The most likely scenario for Johnson would be to shift inside to guard in 2021 before moving back outside to man left or right tackle in 2022. By taking several snaps on the interior of the offensive line both in the College Football Playoff semifinal and national title game, he proved both that he has the capability of playing guard despite being a natural tackle and that he’s already spent time learning the spot.
Among the three inside spots, only one starter – Harry Miller – is supposed to be back. Wyatt Davis and Myers will move on to the NFL. That would leave two vacancies for Johnson, Matthew Jones, Dawand Jones, Enokk Vimahi, Ryan Jacoby and Luke Wypler to compete to fill.

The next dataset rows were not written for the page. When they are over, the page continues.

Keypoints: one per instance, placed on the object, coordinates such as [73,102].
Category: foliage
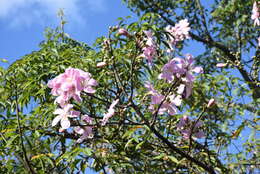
[135,139]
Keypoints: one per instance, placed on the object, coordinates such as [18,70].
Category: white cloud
[20,13]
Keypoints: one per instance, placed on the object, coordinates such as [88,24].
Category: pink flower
[255,14]
[149,50]
[221,65]
[110,113]
[157,98]
[69,85]
[211,103]
[186,127]
[101,64]
[86,131]
[123,31]
[63,116]
[179,32]
[180,68]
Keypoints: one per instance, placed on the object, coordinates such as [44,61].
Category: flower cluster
[84,131]
[70,84]
[189,128]
[67,86]
[149,50]
[179,32]
[111,112]
[159,99]
[255,14]
[182,69]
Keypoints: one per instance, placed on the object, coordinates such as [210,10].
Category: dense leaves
[136,139]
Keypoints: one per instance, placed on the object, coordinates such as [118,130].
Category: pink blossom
[63,116]
[85,131]
[110,113]
[186,127]
[157,98]
[211,103]
[149,50]
[179,32]
[255,14]
[221,65]
[101,64]
[123,31]
[180,68]
[69,85]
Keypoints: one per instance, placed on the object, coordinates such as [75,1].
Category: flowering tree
[135,101]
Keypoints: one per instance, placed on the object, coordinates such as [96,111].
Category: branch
[27,162]
[171,146]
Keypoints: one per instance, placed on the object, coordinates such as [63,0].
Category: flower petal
[56,120]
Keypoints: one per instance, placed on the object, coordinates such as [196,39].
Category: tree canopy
[136,101]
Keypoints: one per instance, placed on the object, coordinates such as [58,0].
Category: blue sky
[22,22]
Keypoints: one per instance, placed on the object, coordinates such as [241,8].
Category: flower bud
[221,65]
[211,103]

The way Johnson ascended the depth chart as a freshman certainly makes him a favorite, alongside Matthew Jones, to join the starting five.
“It feels like I'm learning all over again. I'm not sure how to explain it,” Johnson said in November. “Going from high school where I recently learned how to play offensive line and I was highly ranked coming here, and I'm learning all these things over again but in a way it's very positive. I get very excited when I'm making these mistakes and then coach and a lot of the older guys are like, ‘All right, here's what we have to do,’ and I keep doing that repeatedly and I see the success and I see the change in my game. I feel like those are the biggest ways I've changed.
“I can honestly say from the time I've gotten here, each day I've gotten so much better through making the mistakes because here, they have all the answers for any mistake, so it really helps.”
By the time the Sept. 2 season-opener at Minnesota rolls around, Johnson will have spent 20 months in the program. Yet because of the shortened 2020 regular season and minimal blowouts, he’ll only have seen 22 game reps.
Still, if Johnson doesn’t run out there with the starters, likely as a guard, perhaps nobody would be more surprised than Myers.
“Paris is an extremely talented football player and offensive lineman,” Myers said. “He has the right skill set. He has what God has given him, and God has given him a lot. And he also has the mindset.”